Das ergibt sich nicht nur aus den vorgenannten Gesichtspunkten, sondern auch als Rückschluss insbesondere aus den in § 4 Abs. 5 GlüStV 2012 geforderten Voraussetzungen einer vom absoluten Verbot des § 4 Abs. 4 GlüStV 2012 abweichenden Regelung der Länder, denn dort wurden unter anderem eine grundsätzliche Begrenzung des Höchsteinsatzes je Spieler auf 1.000,00 EUR monatlich sowie ein Ausschluss von Suchtanreizen durch schnelle Wiederholungen gefordert, um die Ziele der Suchtprävention und des Spielerschutzes zu realisieren. Die Beklagte trägt nicht vor, dass ihre Spielangebote, die in Deutschland uneingeschränkt in deutscher Sprache über das Internet erreichbar waren, derartige Schutzmechanismen beinhalteten.
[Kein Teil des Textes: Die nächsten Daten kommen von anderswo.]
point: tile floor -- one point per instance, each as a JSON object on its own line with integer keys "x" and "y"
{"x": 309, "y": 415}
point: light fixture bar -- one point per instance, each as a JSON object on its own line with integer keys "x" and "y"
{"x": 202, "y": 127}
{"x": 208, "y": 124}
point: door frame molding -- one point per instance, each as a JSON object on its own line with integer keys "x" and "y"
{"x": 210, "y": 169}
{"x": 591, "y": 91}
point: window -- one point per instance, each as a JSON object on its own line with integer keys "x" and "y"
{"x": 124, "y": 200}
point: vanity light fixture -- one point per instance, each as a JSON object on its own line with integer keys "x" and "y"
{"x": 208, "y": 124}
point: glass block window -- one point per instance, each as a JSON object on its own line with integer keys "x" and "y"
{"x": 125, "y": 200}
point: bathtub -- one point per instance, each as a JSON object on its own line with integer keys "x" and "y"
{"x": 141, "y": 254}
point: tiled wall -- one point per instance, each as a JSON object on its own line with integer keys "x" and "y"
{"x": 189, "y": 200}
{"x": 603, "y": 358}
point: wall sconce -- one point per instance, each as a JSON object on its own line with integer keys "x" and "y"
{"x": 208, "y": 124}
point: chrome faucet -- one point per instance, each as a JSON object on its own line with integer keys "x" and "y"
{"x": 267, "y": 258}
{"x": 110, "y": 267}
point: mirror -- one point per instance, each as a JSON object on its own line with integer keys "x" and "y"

Außerdem ist zu berücksichtigen, dass durch § 285 StGB die Teilnahme an einem nicht behördlich erlaubten Glücksspiel unter dem Gesichtspunkt einer staatlichen Kanalisierung der Spielsucht unter Strafe gestellt ist (vgl. Heine/Hecker in Schönke/Schröder, StGB, 30. Aufl., § 285 Rn. 1, 3). Die Norm baut tatbestandlich auf § 284 StGB auf, wonach die Veranstaltung eines Glücksspiels ohne behördliche Erlaubnis strafbar ist. Dadurch ergibt sich eine logische Verknüpfung mit den Bestimmungen in § 4 Abs. 1, Abs. 4 GlüStV 2012, aufgrund derer mittelbar über § 285 StGB das Verbot auch an den Kläger als Spielteilnehmer gerichtet wurde.
Auch der Umlaufbeschluss der Länder vom 08.09.2020 führt nicht zu einer anderen Beurteilung. Hiernach sollte mit Blick auf die Änderung des GlüStV 2012 eine Übergangsregelung für die Zeit ab dem 15.10.2020 bis zum Inkrafttreten des GlüStV 2021 geschaffen werden. Unabhängig davon, welche Auswirkungen diese Übergangsregelung auf die zivilrechtliche Beurteilung der Wirksamkeit von Online-Glücksspiel-Verträgen hatte, kann der Umlaufbeschluss an dem Ergebnis schon deshalb nichts ändern, weil es für die Frage der Nichtigkeit eines Vertrags auf das zum Zeitpunkt der Vornahme des Rechtsgeschäfts geltende Recht ankommt. Wie bereits ausgeführt, ist auch im Fall der nachträglichen Aufhebung eines Verbotsgesetzes anerkannt, dass die Nichtigkeit eines Rechtsgeschäfts, das zuvor unter Verstoß gegen das aufgehobene Gesetz abgeschlossen wurde, hiervon grundsätzlich unberührt bleibt (s. unter aa) sowie vgl. BGH, GRUR 2012, 1050; BGH, NJW 2008, 3069; MüKoBGB/Armbrüster, 9. Aufl. 2021, BGB § 134 Rn. 30, 32 m. w. N.) Streitgegenständlich sind im Übrigen Spieleinsätze in der Zeit bis zum 18.05.2020, mithin sowohl vor Eingreifen der Gesetzesänderungen als auch noch vor Eingreifen der beschlossenen Übergangsregelungen.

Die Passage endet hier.